En effet, non seulement ce signal est-il faible mais il faut, pour le phaser, pouvoir distinguer sa modulation par les positions relatives des différentes molécules dans la maille, de celle provenant de la dynamique interne de chacune de ces molécules. Ainsi, la diffraction continue comporte plus d'information que les taches de Bragg mais cette information est difficilement extirpable. Le plus simple serait, évidemment, que toutes les molécules soient immobiles dans le cristal, éliminant une contribution de la dynamique interne et autorisant un phasage itératif de la structure, comme cela est déjà fait en imagerie cohérente aux rayons X (Coherent X-ray Imaging, Sayre, 1952 ; Miao et al., 1999, quoiqu'à basse résolution, (~10 Å) et sur des objets relativement larges (~100 nm).

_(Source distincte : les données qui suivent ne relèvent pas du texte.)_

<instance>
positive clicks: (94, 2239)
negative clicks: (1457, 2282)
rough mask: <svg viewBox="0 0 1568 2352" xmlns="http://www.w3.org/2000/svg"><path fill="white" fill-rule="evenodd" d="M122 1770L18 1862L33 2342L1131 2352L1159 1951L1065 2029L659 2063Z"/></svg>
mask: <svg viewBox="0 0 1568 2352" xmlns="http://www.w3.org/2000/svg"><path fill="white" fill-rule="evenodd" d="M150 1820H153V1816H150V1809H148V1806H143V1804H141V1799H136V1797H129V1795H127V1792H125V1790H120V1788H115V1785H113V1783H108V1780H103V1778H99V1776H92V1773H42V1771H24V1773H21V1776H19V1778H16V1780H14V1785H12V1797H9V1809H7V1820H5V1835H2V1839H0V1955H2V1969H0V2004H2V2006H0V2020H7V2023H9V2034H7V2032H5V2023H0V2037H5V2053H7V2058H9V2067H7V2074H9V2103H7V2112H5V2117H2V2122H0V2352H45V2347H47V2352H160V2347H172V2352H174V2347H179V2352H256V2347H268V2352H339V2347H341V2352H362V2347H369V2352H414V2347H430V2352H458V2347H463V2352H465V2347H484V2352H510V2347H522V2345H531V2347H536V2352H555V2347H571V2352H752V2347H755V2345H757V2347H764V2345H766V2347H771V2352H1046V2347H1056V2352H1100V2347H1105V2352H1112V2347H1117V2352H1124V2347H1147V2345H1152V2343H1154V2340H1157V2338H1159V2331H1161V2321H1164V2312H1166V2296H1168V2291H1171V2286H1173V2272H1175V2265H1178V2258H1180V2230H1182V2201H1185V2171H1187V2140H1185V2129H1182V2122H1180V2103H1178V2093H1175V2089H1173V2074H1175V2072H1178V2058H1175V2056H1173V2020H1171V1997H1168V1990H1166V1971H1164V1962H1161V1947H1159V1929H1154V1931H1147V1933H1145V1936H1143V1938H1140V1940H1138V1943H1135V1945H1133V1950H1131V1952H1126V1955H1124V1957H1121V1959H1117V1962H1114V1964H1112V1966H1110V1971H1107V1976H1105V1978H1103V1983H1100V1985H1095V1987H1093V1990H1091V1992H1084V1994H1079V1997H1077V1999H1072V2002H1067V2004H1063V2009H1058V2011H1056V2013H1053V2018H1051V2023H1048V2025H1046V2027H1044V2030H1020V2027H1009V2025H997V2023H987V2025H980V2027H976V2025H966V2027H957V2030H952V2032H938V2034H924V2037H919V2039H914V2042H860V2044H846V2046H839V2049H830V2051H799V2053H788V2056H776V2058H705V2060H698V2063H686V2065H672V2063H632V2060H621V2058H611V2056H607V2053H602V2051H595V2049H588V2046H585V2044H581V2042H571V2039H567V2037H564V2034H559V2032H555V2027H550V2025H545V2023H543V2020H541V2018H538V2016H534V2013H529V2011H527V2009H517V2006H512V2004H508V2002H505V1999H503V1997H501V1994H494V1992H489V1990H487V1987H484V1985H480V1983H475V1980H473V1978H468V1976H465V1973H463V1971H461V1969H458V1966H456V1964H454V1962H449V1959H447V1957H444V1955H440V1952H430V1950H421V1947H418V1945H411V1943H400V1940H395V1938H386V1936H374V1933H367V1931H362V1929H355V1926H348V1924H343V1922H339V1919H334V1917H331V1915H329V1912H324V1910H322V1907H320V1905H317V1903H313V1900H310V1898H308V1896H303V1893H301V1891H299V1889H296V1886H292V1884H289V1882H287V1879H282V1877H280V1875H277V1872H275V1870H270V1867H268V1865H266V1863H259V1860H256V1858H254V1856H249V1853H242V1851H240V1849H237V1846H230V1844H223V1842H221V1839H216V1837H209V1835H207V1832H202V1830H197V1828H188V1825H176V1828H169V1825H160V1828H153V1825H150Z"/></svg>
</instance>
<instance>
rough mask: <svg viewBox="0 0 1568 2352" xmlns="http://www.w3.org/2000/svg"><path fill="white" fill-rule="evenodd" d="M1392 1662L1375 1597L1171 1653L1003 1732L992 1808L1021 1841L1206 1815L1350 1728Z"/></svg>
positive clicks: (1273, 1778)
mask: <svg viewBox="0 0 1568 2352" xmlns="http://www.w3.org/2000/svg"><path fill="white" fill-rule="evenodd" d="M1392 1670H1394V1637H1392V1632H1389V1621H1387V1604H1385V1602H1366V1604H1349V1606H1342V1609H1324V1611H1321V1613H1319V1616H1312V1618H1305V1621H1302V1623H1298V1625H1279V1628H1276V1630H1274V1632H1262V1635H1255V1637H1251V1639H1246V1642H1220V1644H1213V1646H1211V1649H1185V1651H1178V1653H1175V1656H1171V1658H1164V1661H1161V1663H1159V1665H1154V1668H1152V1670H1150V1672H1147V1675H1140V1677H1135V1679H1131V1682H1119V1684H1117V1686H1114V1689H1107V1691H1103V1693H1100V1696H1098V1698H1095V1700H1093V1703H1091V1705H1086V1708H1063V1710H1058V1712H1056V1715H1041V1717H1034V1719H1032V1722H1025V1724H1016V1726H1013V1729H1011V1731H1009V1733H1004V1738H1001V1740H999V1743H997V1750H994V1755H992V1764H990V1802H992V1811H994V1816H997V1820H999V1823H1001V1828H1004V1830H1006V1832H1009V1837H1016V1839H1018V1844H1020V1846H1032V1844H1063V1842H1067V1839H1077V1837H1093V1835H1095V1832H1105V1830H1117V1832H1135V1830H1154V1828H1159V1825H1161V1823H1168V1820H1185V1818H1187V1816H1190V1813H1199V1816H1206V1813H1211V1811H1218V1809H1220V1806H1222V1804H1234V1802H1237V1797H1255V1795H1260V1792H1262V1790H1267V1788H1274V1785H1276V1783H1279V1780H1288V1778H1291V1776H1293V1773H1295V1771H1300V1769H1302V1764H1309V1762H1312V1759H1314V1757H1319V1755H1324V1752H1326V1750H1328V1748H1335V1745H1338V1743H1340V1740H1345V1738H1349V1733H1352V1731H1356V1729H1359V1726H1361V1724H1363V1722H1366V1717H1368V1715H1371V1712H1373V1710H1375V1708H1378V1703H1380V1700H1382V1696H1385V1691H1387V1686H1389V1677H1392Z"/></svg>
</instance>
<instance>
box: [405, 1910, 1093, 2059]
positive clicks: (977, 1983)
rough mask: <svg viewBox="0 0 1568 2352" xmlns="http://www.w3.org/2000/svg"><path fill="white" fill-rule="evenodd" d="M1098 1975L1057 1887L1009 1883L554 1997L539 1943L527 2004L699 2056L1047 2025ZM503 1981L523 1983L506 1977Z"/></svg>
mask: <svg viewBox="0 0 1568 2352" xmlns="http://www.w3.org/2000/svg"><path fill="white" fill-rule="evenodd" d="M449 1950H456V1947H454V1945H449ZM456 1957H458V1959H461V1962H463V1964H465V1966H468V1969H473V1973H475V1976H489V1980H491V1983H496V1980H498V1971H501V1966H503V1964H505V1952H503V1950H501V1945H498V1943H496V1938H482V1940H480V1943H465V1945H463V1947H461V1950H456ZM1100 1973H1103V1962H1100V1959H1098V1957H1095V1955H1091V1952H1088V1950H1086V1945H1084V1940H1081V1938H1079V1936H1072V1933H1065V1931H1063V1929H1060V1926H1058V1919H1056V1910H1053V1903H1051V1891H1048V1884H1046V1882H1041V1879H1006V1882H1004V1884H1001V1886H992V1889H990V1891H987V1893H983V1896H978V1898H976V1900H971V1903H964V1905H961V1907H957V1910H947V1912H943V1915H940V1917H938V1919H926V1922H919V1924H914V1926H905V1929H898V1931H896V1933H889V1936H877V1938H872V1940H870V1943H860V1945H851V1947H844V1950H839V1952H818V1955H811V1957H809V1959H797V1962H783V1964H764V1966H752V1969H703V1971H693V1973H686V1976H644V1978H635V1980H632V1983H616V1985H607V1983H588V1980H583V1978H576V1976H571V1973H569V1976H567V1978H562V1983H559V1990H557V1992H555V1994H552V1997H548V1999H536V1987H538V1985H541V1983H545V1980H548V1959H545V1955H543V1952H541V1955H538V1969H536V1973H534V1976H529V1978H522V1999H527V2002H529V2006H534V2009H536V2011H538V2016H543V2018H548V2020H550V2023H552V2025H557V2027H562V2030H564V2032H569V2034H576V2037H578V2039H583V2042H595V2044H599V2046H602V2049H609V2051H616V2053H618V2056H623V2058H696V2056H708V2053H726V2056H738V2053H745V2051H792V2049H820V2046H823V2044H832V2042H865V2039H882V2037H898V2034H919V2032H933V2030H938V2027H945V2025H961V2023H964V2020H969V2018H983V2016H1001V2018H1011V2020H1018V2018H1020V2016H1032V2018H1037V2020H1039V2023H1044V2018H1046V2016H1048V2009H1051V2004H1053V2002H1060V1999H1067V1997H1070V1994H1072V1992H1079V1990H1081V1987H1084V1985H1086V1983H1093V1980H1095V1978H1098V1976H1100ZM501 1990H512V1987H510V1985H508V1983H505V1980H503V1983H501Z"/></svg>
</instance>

Dans une publication récente (Ayyer et al, 2016), le consortium international réuni autour de Henry Chapman a pris avantage de la durée ultra-courte (~50 fs) des pulses de rayons X produits par le laser à électrons libres (X-ray free electron laser - XFEL) de Stanford pour s'affranchir de la dynamique interne d'une protéine cristalline. Ainsi, ils ont démontré que le signal de diffraction continue qui s'étant au delà des tâches de Bragg peut être utilisé pour augmenter la résolution d'une structure. De près d'un million de cliché de diffractions collectés sur des microcristaux de photosystème II par cristallographie sérielle à l'échelle de la femtoseconde (ou serial femtosecond crystallography - SFX ; Chapman et al., 2011), ils en ont sélectionné 3000 images sur la base d'une diffraction continue particulièrement intense (cf. Fig. 1a pour un exemple) et un jeux de données assemblé (Fig. 1b). La structure résolue à 4.5 Å de résolution par l'exploitation du signal de Bragg a servi pour générer une enveloppe, à partir de laquelle la diffraction continue au-delà de 4.5 Å a été phasée itérativement, résultant en un modèle à 3.5 Å de résolution. Dans leur étude, les auteurs offrent également la démonstration numérique de la faisabilité d'un phasage ab initio du signal de Bragg, en utilisant la diffraction continue du cristal. L'utilisation de cristaux avec un léger désordre translationnel est préconisée, car celui-ci maximise la diffraction continue au prix (attendu) d'un signal de Bragg réduit. Les cristaux mal-diffractants pourraient donc voir venir leur ère de gloire.
ayy1a Figure 1a : Cliché de diffraction d’un microcristal du photosystème II, obtenu par cristallographie sérielle au laser à électrons libres de Stanford. La diffraction continue est visible sous forme de speckles au-delà des taches de Bragg. Figure extraite de Ayyer et al., 2016.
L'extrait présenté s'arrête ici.